Crime Library: Criminal Minds and Methods

Eric Rudolph: Serial Bomber

Birmingham Bombing

Birmingham, Alabama, has seen its share of political violence over the years. In the 1960s, many whites resisted racial integration and, at one point, President John F. Kennedy sent federal officials to try to calm the conflict. In 1963, a bomb exploded in a black church, killing four black girls. Some people sardonically nicknamed the city "Bombingham."

On January 29, 1998, a macabre echo of that 35-year-old tragedy took place when an explosion tore through an abortion clinic in Birmingham. An off-duty police officer, Robert Sanderson, who was moonlighting at the clinic as a private security guard, was killed, his body torn apart by the bomb. Sanderson left behind a widow with two children. A counselor and nurse at the New Woman All Women clinic named Emily Lyons was critically injured. The explosion knocked her right out of her shoes and left first-, second- and third-degree burns over the front of her body.

Abortion clinic after the bomb, Birmingham, AL
Abortion clinic after the bomb,
Birmingham, AL

The bomb shattered most of the windows of the clinic and those of an office building across the street. A thick cloud of dark smoke billowed from the building and debris was blown all over the street.

People felt the impact a block away. A volunteer at the nearby Summit Medical Care clinic said the bombing "knocked stuff off the wall."

Students at the University of Alabama-Birmingham both felt and heard the blast. One commented, "It felt like lightning had hit the building."

When the bomb squad reached the clinic, they cordoned off a two-block area. The fire department brought specially trained "bomb dogs" to sniff out other possible explosives. The police and firefighters were alert to the possibility that a second bomb, meant to target them, might have been planted. As it turned out, there was only one bomb, but that one had taken the life of a policeman and permanently disabled a nurse.

Although there was a pronounced resemblance to the Sandy Springs bombing in Atlanta, officials did not at first know with certainty that the attacks were connected.
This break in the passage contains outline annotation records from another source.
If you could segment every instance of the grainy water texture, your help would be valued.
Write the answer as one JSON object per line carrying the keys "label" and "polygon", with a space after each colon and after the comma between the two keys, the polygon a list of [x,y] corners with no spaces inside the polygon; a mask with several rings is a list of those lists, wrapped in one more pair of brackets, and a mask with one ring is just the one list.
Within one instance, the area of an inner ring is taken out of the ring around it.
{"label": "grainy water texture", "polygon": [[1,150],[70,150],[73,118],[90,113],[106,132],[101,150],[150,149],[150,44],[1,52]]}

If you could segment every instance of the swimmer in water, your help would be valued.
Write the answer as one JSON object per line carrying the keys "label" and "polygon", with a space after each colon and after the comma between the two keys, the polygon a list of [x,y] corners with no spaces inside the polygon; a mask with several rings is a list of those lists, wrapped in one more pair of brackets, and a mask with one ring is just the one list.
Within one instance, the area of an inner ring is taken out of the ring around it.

Lyons did not die from her injuries but she was permanently scarred.

Emily Lyons
Emily Lyons

When Emily Lyons was in the hospital, her caregivers and her husband called her by a different name because they feared that someone might come back to harm her. She had no memory of the first two weeks but later described the months of agony in an online book entitled Life's Been a Blast.

The mother of two was completely blind and bedridden. She could only eliminate her body waste in a bedpan. She took food through a feeding tube. When they took out the tube, the only thing she could eat was "an 8 ounce can of Sustacal, which is something like the worst milkshake you have ever had."

The injuries Lyons had suffered were devastating. Her right eye orbit was broken and so were facial bones. Her eyelids had been torn off. They were surgically sewn back on. Her damaged tear ducts were repaired. Her left eye was ripped up; it had to be removed. She would eventually recover partial vision in her damaged right eye.

Both legs were horribly wounded: the left had bones shattered in several places, while the right had muscle and nerve damage.

When moved to a new room for painful physical therapy, she got four to six hours of fitful sleep in any 24-hour period.

A witness saw a man near the clinic take a blond wig off, then hurriedly drive away in a 1989 Nissan pickup. The witness got the license plate of the fleeing truck and authorities traced it to a man named Eric Robert Rudolph.